New York and Connecticut theater reviews and news

Ethnic Theater - Asian

"Comfort Women"
Urban Stages at 259 W. 30th St., Manhattan

Man's inhumanity to man-or, in this case, man's inhumanity to woman-is not new to our history. But each new blatant example still comes as a shocking revelation. In this case, Korean-born playwright Chungmi Kim has focused on the country of her birth and the Korean women's experiences during World War II.

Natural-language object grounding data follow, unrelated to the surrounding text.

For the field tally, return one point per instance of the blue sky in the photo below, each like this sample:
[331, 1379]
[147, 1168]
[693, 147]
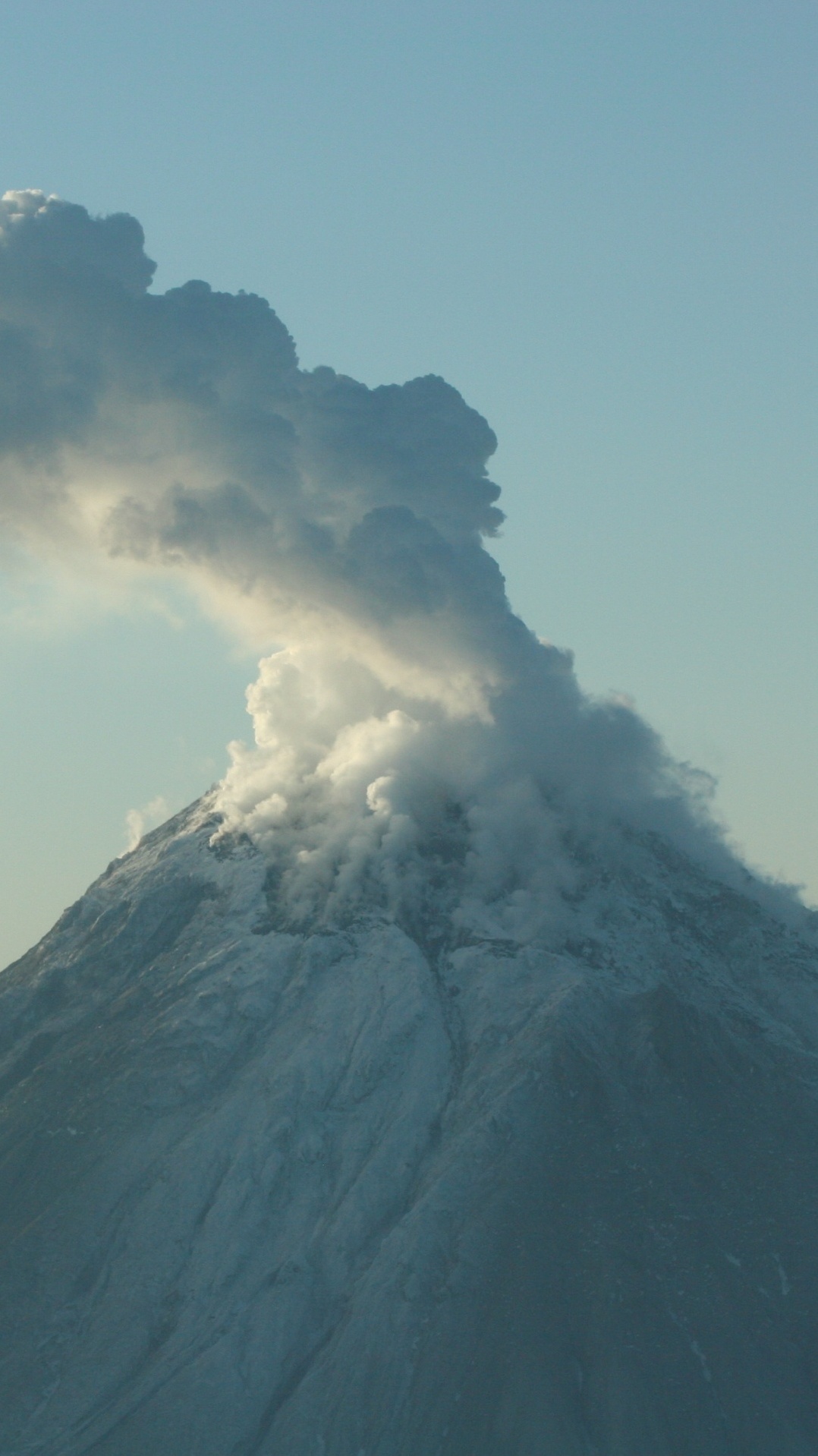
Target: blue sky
[597, 222]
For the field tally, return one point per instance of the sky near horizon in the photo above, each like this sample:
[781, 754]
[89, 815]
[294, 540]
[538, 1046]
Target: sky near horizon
[597, 222]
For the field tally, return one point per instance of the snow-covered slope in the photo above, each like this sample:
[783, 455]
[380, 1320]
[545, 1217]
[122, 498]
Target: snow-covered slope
[366, 1193]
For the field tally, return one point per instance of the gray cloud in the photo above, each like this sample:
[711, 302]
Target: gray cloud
[178, 431]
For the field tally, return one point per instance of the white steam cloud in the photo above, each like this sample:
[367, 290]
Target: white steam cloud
[417, 748]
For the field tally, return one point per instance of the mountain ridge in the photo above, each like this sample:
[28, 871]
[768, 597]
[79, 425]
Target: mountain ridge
[284, 1193]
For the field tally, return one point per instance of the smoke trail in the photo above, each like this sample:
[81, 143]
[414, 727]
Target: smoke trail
[417, 748]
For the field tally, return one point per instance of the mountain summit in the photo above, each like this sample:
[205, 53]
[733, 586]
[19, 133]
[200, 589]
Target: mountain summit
[374, 1189]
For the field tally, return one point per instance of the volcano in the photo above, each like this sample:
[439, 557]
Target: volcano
[393, 1190]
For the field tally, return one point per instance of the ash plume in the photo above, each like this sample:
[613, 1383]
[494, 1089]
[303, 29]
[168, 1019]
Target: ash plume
[409, 730]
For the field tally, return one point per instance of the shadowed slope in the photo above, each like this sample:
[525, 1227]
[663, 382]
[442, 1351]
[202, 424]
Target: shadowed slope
[339, 1191]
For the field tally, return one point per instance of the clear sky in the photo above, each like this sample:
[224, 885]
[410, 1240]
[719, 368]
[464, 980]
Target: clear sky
[597, 220]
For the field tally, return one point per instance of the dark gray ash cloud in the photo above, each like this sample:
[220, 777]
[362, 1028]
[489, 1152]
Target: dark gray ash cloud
[178, 433]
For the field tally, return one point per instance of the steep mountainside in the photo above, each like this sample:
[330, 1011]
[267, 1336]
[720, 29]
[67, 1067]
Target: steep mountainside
[367, 1193]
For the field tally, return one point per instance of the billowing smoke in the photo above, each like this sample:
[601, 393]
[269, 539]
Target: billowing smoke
[417, 748]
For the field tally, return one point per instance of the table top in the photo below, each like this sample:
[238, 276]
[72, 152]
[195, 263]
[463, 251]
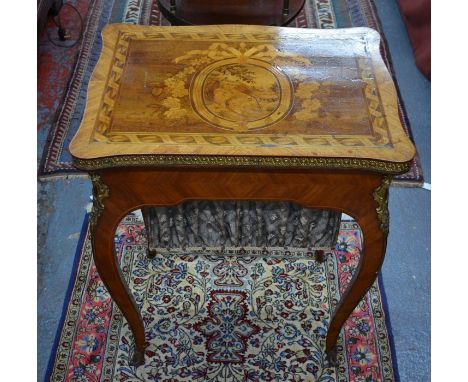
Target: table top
[241, 95]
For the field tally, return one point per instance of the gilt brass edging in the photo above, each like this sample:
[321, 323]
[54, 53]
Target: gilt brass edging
[232, 161]
[100, 192]
[381, 198]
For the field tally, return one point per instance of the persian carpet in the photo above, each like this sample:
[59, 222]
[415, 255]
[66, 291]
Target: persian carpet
[221, 318]
[56, 158]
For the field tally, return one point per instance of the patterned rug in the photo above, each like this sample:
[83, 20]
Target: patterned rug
[56, 158]
[221, 318]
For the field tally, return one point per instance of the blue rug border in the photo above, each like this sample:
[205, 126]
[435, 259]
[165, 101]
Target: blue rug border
[388, 324]
[71, 283]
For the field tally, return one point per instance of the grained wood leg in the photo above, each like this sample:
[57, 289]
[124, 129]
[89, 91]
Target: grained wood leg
[105, 217]
[374, 226]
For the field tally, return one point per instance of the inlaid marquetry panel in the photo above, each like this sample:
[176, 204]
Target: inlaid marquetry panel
[241, 91]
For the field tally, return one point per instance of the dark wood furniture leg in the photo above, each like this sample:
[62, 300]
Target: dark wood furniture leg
[361, 195]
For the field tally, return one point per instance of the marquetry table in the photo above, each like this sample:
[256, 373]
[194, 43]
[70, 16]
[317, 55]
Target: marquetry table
[254, 12]
[241, 113]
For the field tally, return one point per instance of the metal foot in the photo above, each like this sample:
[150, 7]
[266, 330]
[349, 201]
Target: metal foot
[151, 253]
[320, 256]
[138, 358]
[332, 358]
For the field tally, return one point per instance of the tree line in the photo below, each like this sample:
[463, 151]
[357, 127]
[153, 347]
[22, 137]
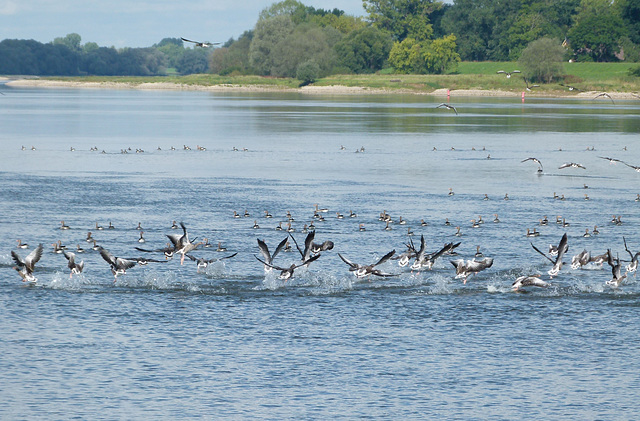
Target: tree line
[66, 56]
[291, 39]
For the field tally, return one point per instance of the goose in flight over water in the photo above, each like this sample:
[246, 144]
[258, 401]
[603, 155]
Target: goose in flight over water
[525, 281]
[606, 95]
[268, 257]
[75, 267]
[617, 276]
[449, 107]
[537, 161]
[201, 44]
[464, 269]
[25, 266]
[557, 264]
[361, 271]
[633, 265]
[119, 266]
[508, 74]
[287, 273]
[572, 165]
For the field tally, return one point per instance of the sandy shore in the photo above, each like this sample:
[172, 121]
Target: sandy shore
[312, 90]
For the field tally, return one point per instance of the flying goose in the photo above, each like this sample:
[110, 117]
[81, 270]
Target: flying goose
[25, 266]
[268, 257]
[557, 264]
[525, 281]
[201, 44]
[361, 271]
[287, 273]
[464, 269]
[118, 265]
[75, 267]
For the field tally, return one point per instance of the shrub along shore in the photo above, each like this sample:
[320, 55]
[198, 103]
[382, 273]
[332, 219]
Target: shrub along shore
[471, 79]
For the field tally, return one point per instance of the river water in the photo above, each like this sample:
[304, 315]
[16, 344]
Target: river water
[169, 341]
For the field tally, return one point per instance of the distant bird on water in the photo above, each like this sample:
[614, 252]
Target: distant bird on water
[449, 107]
[537, 161]
[572, 165]
[606, 95]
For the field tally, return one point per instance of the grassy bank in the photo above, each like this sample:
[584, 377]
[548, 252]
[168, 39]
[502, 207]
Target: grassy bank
[611, 77]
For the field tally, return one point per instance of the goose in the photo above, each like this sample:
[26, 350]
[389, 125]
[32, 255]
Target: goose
[600, 259]
[633, 265]
[612, 161]
[201, 44]
[287, 273]
[26, 266]
[75, 267]
[571, 165]
[508, 74]
[465, 269]
[361, 271]
[581, 259]
[636, 168]
[617, 276]
[268, 257]
[119, 266]
[182, 244]
[525, 281]
[605, 95]
[557, 264]
[449, 107]
[202, 263]
[537, 161]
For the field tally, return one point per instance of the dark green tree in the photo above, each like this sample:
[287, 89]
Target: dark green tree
[541, 61]
[403, 18]
[364, 50]
[597, 32]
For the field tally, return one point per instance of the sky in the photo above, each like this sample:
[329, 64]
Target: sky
[140, 23]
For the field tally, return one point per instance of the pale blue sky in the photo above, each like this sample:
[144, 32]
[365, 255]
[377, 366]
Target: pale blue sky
[139, 23]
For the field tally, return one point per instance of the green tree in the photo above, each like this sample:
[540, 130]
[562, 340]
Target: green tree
[541, 61]
[306, 42]
[234, 57]
[597, 32]
[267, 34]
[364, 50]
[403, 18]
[629, 11]
[437, 56]
[71, 41]
[308, 72]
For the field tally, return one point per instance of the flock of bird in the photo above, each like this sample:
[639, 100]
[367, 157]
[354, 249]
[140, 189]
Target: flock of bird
[416, 257]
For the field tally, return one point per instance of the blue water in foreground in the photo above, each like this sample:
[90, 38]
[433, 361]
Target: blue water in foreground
[166, 341]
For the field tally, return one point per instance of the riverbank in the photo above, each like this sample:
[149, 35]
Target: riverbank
[374, 84]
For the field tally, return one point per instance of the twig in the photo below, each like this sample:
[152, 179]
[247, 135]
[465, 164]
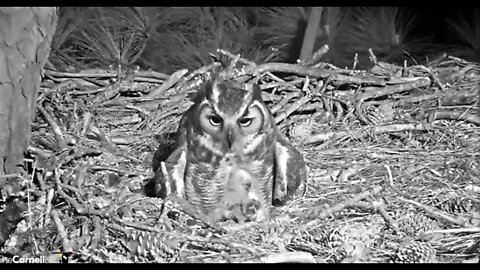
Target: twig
[67, 247]
[285, 257]
[97, 232]
[456, 115]
[48, 208]
[369, 130]
[458, 230]
[295, 106]
[236, 57]
[55, 127]
[172, 80]
[290, 68]
[435, 213]
[317, 214]
[375, 92]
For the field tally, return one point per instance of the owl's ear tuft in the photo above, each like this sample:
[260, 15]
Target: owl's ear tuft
[256, 91]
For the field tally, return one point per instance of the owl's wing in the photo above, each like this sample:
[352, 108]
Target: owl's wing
[291, 170]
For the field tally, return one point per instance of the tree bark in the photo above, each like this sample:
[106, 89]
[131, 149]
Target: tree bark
[311, 33]
[25, 37]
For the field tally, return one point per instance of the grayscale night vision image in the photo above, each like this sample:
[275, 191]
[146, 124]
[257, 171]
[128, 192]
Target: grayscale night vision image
[239, 135]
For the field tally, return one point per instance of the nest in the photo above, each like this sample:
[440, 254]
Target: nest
[392, 155]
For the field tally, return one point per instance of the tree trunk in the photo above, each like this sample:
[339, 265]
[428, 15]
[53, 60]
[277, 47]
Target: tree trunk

It seems that about 200,000 young women (some as young as 12 years of age) were abducted or conscripted by the Japanese as sex slaves for the military. The term "comfort women," as they were known, is an ironic label. They were brutalized, tortured, infected, and, in general, considered as negligible property. The soldiers took better care of their weapons and gear. The women who managed to survive returned to their own country after the war, only to be treated there as outcasts, scorned by their own society.

How have these survivors dealt with their legacy? Chungmi Kim, setting her play in past and present, centers her drama around the conflicting ways these women have coped with the unspeakable. While some are openly angry, and eager to protest, to bear witness, others choose to bury the past. It is 1994, and protest time at the UN, when a young Korean NYU student, a political activist, brings two of the "comfort women" to meet her grandmother. But this woman wants no part of the protest or the women. It gradually becomes clear that she is hiding her own dark secret.

Though the play tends to be repetitious and over-long, it moves hauntingly between past and present, mounted most effectively on two levels. Under the skilled direction of Frances Hill, the five actresses-Tina Chen, Haerry Kim, Ji-young Kim, Jade Wu, and Jo Yang-shape the material into a powerful story which stabs like the thrust of a knife.